Route information
- Length: 22.0 mi (35.4 km)

Major junctions
- South end: Churchstoke
- A489 A483 A458 A495
- North end: Llanfyllin

Location
- Country: United Kingdom
- Primary destinations: Welshpool

Road network
- Roads in the United Kingdom; Motorways; A and B road zones;

= A490 road =

Road in Wales

The A490 is a road in the United Kingdom running from Churchstoke, Powys to Llanfyllin, also in Powys. The road runs for a short distance through Shropshire in England.

==The route==
The road starts in Churchstoke at a junction with the A489. From here it heads north, crossing over the border into Shropshire, and passes through Chirbury.

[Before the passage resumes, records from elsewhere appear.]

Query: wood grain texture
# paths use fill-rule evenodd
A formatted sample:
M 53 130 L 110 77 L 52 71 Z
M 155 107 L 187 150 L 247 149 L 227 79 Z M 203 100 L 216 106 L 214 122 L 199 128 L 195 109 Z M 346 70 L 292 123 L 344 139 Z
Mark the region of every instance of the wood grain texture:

After Chirbury it crosses back into Powys and past Forden. It then crosses over the River Severn and heads by Welshpool Airport. It crosses the A483 approximately 1 mile south of Welshpool and then runs through the town's western suburbs before joining the A458 in the town centre. The two A-routes run together for less than a mile; at Raven Square roundabout the A490 splits off from the A458 and continues north. It crosses the River Vyrnwy before joining for a short distance the A495. A few miles after splitting off from the A495 it reaches Llanfyllin, and shortly after ends by splitting into the B4391 and B4393 roads.